The solution for these issues is a global valve, which regulates water pressure and allows you to adjust them to acceptable levels. First, check the water pressure with a gauge that screws onto an outside faucet. These are available at most hardware centers. If the pressure isn’t acceptable, it might be worth talking to a plumber about installing a global valve to regulate your water pressure.

How to Test Water Pressure

The easiest way to check your home’s water pressure is to test the incoming pressure from the municipal lines.

  1. Locate the first faucet along the incoming water line. This faucet has the highest pressure and will tell you if any pressure issues are in your home or originate in the municipal lines.
  2. Make sure there is no water being used in the house. If you plan to exclude those from the test, you may use individual shut-off valves for faucets or toilets.
  3. Close the main shut-off valve.
  4. Attach a water pressure gauge to the faucet.
  5. Turn on the faucet completely to get a reading of the pressure.

You may test other faucets in the home using the same method to help locate pressure issues within the home once you have an idea of the initial pressure rating. This is especially useful for cases where you need to have a plumber check the pipes, as it provides a much smaller area to search for the source of your pressure problem.

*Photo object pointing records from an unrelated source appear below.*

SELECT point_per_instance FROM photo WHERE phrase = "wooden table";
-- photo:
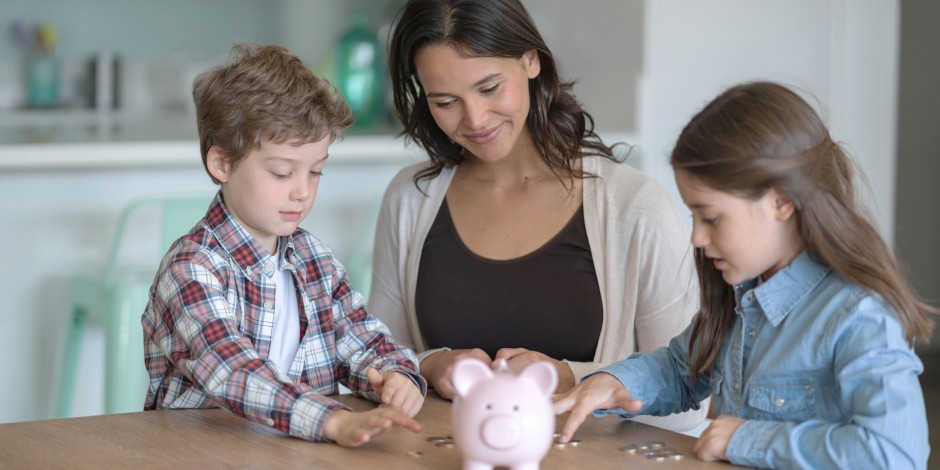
(215, 438)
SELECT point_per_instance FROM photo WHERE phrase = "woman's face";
(481, 103)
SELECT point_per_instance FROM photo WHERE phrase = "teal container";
(359, 72)
(42, 78)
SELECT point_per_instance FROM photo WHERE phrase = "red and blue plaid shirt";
(208, 326)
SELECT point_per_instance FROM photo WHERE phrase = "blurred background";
(95, 112)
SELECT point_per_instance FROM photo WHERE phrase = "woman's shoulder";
(405, 185)
(621, 184)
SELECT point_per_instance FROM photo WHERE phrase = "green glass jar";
(359, 72)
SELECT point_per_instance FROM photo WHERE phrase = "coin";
(656, 444)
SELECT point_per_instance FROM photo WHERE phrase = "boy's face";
(272, 189)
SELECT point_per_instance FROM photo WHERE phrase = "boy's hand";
(351, 429)
(598, 392)
(396, 389)
(438, 369)
(713, 443)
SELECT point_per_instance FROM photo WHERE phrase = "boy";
(250, 312)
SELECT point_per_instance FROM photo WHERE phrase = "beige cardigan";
(641, 251)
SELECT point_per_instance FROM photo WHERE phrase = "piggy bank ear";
(544, 375)
(468, 372)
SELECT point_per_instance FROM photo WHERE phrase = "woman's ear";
(218, 165)
(532, 63)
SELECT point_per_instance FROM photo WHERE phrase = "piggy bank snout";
(501, 432)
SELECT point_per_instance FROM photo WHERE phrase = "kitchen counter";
(79, 139)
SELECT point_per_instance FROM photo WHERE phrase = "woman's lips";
(484, 137)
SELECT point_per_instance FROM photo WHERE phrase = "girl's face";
(481, 103)
(744, 238)
(272, 189)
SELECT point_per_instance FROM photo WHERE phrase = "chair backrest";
(178, 214)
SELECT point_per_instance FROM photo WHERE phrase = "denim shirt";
(817, 366)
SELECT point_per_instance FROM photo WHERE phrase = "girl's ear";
(218, 165)
(783, 206)
(532, 63)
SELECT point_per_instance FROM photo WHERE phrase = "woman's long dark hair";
(762, 135)
(561, 130)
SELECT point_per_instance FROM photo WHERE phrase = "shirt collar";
(779, 294)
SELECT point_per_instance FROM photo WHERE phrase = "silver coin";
(656, 444)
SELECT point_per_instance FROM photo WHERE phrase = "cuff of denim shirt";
(308, 415)
(750, 443)
(629, 379)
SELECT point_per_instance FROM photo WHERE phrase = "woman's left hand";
(518, 358)
(713, 443)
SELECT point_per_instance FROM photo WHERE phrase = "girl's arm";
(885, 422)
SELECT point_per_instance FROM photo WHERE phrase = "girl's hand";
(351, 429)
(598, 392)
(713, 443)
(518, 358)
(438, 368)
(396, 389)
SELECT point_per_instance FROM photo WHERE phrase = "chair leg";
(70, 356)
(125, 373)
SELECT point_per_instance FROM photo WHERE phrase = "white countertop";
(77, 139)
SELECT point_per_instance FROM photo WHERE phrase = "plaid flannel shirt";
(207, 330)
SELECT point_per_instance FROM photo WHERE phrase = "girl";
(804, 338)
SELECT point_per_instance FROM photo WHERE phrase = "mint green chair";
(116, 297)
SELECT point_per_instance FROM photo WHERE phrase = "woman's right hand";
(438, 368)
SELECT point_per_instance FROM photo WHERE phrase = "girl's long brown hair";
(762, 135)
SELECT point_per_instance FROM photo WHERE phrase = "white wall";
(841, 54)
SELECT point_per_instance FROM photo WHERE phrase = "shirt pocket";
(790, 399)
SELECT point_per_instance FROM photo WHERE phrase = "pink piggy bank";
(500, 418)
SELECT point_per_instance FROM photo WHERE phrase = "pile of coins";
(446, 442)
(653, 450)
(561, 445)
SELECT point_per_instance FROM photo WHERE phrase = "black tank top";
(546, 301)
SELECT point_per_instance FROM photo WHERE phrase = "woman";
(523, 238)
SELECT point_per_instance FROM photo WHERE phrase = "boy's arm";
(363, 341)
(195, 329)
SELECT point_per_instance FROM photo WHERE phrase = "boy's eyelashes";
(282, 176)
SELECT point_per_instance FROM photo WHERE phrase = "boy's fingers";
(374, 377)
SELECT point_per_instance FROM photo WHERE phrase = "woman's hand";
(351, 429)
(396, 389)
(518, 358)
(438, 368)
(600, 391)
(713, 443)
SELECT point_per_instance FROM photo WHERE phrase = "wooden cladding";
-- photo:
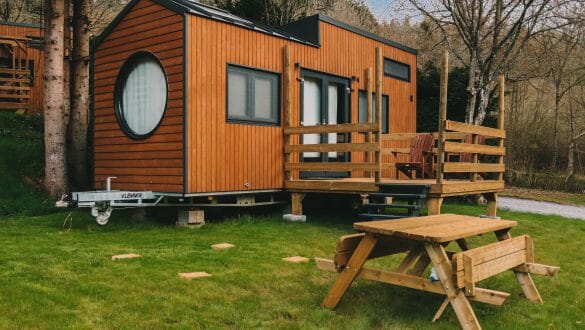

Existing Plumbing Pressure Test

Using a water pressure test, it is relatively easy to test your plumbing for problems. An alternative is to test using air, generally reserved for new plumbing. You will need an air compressor and an adaptor to connect the compressor hose to a threaded faucet. To test using air pressure, you will need to do the following:

  1. Locate the main shut-off valve and turn off the water supply.
  2. Run your faucets to drain the pipes, and make sure all are turned off again once the pipes are empty.
  3. Attach a pressure gauge to a threaded faucet. This might be one in your laundry room or outdoors.
  4. Attach an adaptor to another faucet and connect your compressor hose.
  5. Charge the system to a rating of 60 psi and wait 15 minutes.
  6. Ensure the pressure has not dropped (indicating a leak) before turning the water back on.

New Plumbing Pressure Test

Testing new plumbing using air is more complicated than testing existing plumbing, although it can be much more effective. You will need some balloons and test weenies, which are inflatable devices with pressure gauges attached. Test kits may be purchased, or you may purchase the individual components from a hardware store.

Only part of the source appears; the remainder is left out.